The Cleveland Browns signed him off of the Texans' practice squad on October 18, 2011. In his Cleveland Browns debut the following Sunday, he had three rushing attempts for 15 yards, and five receptions for 43 yards. In games against the St. Louis Rams and the Jacksonville Jaguars, he totaled 205 yards and 1 rushing touchdown.

During the October 7, 2012, game versus the New York Giants, Ogbonnaya received a pass from quarterback Brandon Weeden and took it down field for 38 yards - resulting in the longest reception of his career (second longest play from scrimmage).

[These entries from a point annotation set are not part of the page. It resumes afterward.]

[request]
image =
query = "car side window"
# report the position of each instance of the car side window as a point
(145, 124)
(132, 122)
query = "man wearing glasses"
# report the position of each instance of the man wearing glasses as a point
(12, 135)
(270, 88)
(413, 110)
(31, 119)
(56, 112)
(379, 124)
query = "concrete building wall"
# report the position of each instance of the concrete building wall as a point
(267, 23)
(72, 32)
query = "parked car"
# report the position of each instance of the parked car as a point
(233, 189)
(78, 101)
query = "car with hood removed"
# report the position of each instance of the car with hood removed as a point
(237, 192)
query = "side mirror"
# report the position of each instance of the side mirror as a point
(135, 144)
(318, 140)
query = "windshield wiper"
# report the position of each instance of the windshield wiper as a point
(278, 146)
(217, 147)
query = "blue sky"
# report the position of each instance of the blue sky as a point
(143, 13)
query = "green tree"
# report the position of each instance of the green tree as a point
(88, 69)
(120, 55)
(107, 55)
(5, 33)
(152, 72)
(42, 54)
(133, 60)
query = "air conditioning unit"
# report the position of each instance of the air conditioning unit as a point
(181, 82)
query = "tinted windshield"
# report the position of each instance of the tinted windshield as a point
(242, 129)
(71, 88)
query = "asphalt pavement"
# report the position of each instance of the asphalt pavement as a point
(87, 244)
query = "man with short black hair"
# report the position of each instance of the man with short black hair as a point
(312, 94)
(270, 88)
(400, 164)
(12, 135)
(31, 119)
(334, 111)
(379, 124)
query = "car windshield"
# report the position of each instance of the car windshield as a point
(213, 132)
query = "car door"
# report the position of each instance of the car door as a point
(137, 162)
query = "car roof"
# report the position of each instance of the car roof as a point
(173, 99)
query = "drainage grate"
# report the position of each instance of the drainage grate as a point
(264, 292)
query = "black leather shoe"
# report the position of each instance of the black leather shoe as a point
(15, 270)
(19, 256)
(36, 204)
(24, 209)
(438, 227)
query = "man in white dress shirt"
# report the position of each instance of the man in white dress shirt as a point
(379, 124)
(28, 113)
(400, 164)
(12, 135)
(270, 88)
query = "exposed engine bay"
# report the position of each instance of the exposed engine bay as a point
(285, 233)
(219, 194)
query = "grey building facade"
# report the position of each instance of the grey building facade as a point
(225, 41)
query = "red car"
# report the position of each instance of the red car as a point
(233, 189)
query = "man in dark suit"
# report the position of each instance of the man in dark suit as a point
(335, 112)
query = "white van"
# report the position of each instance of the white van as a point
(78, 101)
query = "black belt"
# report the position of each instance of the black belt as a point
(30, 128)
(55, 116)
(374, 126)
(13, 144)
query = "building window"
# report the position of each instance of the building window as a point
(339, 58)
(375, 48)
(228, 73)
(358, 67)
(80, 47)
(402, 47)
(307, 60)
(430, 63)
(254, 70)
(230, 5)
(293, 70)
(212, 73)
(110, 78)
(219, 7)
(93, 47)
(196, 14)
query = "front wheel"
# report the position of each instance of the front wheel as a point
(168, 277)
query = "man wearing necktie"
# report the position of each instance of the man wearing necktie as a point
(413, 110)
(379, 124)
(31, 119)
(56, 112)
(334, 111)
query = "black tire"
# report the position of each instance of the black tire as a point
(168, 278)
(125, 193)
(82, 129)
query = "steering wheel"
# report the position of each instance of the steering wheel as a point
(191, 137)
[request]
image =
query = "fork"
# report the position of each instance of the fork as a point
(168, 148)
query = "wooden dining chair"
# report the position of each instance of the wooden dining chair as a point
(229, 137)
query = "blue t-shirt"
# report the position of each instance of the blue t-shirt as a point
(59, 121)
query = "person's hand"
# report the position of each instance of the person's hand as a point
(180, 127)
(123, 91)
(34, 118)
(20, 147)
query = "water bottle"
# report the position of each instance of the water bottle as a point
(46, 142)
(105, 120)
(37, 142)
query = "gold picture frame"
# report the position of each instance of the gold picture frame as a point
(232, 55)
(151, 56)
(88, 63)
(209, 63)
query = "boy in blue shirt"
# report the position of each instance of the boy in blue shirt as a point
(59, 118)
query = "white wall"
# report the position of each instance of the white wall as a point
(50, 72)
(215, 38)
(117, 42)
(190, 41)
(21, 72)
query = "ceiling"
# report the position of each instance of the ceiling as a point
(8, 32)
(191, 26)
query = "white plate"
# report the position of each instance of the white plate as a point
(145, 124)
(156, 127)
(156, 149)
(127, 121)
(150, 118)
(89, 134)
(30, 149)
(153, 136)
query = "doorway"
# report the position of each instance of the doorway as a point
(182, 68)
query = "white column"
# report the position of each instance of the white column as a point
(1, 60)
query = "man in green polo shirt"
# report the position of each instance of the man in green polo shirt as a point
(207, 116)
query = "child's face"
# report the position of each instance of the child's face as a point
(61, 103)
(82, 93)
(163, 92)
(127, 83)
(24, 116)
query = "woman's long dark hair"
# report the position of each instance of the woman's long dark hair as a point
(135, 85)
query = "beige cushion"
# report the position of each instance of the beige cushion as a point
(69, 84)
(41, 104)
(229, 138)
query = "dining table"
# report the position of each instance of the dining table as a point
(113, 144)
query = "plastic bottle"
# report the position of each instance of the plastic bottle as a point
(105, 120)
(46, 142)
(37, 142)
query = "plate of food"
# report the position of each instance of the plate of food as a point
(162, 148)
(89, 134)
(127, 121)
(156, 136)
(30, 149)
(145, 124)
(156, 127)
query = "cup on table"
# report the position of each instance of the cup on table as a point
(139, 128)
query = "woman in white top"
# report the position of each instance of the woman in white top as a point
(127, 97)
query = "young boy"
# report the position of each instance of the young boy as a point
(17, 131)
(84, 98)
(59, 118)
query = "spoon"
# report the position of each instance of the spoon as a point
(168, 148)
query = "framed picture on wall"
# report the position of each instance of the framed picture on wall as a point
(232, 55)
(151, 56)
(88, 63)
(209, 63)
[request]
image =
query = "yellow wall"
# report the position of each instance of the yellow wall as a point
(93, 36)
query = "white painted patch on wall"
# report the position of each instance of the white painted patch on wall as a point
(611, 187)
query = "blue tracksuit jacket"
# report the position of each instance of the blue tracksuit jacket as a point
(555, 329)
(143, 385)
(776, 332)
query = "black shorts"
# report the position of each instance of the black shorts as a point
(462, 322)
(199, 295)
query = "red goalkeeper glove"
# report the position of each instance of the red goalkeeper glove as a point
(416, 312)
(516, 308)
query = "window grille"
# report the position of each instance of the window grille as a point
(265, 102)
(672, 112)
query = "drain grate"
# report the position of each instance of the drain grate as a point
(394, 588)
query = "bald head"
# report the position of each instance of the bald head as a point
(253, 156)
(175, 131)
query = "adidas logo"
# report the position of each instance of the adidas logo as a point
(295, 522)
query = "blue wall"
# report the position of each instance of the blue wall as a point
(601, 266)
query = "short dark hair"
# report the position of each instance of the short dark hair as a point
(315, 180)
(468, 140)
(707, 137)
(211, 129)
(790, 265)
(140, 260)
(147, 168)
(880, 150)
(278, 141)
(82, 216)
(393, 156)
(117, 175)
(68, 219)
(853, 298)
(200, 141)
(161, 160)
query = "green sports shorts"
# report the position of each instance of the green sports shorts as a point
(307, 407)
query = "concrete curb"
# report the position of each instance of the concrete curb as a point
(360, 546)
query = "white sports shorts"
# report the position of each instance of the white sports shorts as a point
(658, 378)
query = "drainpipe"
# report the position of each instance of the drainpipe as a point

On March 14, 2013, the Browns re-signed Ogbonnaya to a two-year contract.

===Carolina Panthers===
On September 29, 2014, the Carolina Panthers signed Ogbonnaya. On November 3, he was released.

===New York Giants===
On December 2, 2014, the New York Giants signed Ogbonnaya. On May 11, 2015, he was released by the Giants.

On June 19, 2015, Ogbonnaya announced his retirement.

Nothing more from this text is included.